Open rickycambrian opened this issue 1 month ago • 36 comments

Summary

Implemented a comprehensive hook system for Gemini CLI, introducing feature parity with Claude Code hooks. This allows developers to intercept and modify key lifecycle events (like session start, user prompts, tool execution, and model requests) using external scripts or plugins.

Details

This PR adds the core infrastructure and CLI commands to support hooks:

  • Core Architecture:

    • HookRegistry: Loads and manages hook definitions from settings.json.
    • HookRunner: Executes command-based hooks via child processes, handling the JSON-over-stdin protocol compatible with Claude Code.
    • Events: Defined types for SessionStart, SessionEnd, BeforeAgent, AfterAgent, BeforeTool, AfterTool, BeforeModel, and more.
  • CLI Integration:

    • Integrated hooks into gemini.tsx (Session lifecycle).
    • Integrated into useGeminiStream.ts and nonInteractiveCli.ts (Agent loop and Model interaction).
    • Integrated into CoreToolScheduler.ts (Tool execution and blocking).
  • New Commands:

    • gemini hooks migrate: Automatically converts existing Claude Code configuration (~/.claude/settings.json) to Gemini format (~/.gemini/settings.json), remapping paths and event names.
    • gemini hooks list: Displays currently active hooks.

Related Issues

#9140, #9139, #9138, #9137, #9135, #9134, #9133, #9132, #9111, #9109, #9107, #9103, #9098, #9096, #9093, #9091, #9089, #9086, #9083, #9081, #9079, #9077, #9071

How to Validate

  1. Build the project:

    npm run build
    
  2. Migrate existing Claude hooks (if available):

    node packages/cli/dist/index.js hooks migrate
    

    Expected Result: Output confirming migration and the number of enabled events. Check ~/.gemini/settings.json to see the hooks section.

  3. List active hooks:

    node packages/cli/dist/index.js hooks list
    

    Expected Result: A list of events (e.g., SessionStart, BeforeAgent) and the scripts configured for them.

  4. Verify execution:

    • Start a session: node packages/cli/dist/index.js
    • Verification: If you have a SessionStart hook (like session-start.sh), verify it ran (e.g., check your logs or database).
    • Send a prompt.
    • Verification: BeforeAgent hooks should fire.
    • Use a tool.
    • Verification: BeforeTool and AfterTool hooks should fire.

Pre-Merge Checklist

  • [x] Updated relevant documentation and README (if needed)
  • [x] Added/updated tests (if needed)
  • [ ] Noted breaking changes (if any)
  • [x] Validated on required platforms/methods:
    • [x] MacOS
      • [x] npm run
      • [ ] npx
      • [ ] Docker
      • [ ] Podman
      • [ ] Seatbelt
    • [ ] Windows
      • [ ] npm run
      • [ ] npx
      • [ ] Docker
    • [ ] Linux
      • [ ] npm run
      • [ ] npx
      • [ ] Docker

rickycambrian avatar Nov 22 '25 13:11 rickycambrian

Thanks for your pull request! It looks like this may be your first contribution to a Google open source project. Before we can look at your pull request, you'll need to sign a Contributor License Agreement (CLA).

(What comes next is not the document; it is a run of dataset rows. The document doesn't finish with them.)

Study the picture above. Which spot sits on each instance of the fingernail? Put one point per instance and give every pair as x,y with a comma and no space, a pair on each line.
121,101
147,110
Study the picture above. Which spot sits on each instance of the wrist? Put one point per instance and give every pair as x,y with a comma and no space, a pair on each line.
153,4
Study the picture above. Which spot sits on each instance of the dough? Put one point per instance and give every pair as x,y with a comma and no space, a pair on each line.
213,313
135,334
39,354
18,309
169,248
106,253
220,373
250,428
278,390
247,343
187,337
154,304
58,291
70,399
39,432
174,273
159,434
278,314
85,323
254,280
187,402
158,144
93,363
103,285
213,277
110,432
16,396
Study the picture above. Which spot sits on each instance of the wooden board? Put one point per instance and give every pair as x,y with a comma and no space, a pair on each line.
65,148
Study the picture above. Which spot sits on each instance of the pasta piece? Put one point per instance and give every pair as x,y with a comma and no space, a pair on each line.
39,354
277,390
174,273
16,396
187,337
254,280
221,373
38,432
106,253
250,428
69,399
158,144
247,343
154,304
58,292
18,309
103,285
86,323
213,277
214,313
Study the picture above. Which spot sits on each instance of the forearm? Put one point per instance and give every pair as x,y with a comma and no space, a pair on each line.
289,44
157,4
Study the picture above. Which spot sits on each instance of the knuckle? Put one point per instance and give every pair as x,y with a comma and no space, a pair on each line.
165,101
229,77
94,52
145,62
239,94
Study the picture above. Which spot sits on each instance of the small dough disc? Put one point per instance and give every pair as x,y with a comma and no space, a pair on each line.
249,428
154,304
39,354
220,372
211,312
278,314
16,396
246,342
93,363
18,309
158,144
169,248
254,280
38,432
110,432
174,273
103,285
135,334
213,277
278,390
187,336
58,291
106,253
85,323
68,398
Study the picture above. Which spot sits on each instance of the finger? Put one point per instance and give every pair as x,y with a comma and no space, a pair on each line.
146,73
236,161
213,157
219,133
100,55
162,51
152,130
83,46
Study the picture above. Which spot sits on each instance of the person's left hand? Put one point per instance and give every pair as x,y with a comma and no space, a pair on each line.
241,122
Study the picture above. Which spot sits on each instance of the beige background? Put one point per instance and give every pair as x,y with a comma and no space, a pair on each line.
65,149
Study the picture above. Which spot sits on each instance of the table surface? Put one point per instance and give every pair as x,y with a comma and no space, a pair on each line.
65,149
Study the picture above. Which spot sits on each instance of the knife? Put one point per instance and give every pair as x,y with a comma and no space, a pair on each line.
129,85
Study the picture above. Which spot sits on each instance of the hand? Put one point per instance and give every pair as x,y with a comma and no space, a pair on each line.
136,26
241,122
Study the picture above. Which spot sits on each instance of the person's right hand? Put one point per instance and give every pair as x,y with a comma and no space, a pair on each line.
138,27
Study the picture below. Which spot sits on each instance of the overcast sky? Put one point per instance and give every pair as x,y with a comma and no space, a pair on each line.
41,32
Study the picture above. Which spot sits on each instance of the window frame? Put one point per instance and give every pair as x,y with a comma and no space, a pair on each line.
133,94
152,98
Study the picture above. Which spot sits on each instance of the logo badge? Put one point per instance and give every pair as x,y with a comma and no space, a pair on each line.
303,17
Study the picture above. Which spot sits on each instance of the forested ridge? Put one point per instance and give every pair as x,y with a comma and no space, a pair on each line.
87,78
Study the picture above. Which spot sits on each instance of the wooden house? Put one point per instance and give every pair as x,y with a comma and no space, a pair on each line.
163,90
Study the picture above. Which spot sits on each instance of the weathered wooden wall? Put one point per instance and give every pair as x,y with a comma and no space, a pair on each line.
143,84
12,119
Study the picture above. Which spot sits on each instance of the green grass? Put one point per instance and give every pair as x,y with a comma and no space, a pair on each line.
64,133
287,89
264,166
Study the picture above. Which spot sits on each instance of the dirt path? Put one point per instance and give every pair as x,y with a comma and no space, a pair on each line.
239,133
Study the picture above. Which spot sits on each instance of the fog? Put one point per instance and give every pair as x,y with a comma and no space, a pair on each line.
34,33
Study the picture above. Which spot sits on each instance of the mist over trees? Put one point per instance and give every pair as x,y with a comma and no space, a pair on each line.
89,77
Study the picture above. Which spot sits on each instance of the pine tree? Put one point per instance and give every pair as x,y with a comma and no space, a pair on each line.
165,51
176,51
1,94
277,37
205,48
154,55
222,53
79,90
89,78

View this failed invocation of the CLA check for more information.

For the most up to date status, view the checks section at the bottom of the pull request.

google-cla[bot] avatar Nov 22 '25 13:11 google-cla[bot]

Summary of Changes

Hello @rickycambrian, I'm Gemini Code Assist[^1]! I'm currently reviewing this pull request and will post my feedback shortly. In the meantime, here's a summary to help you and other reviewers quickly get up to speed!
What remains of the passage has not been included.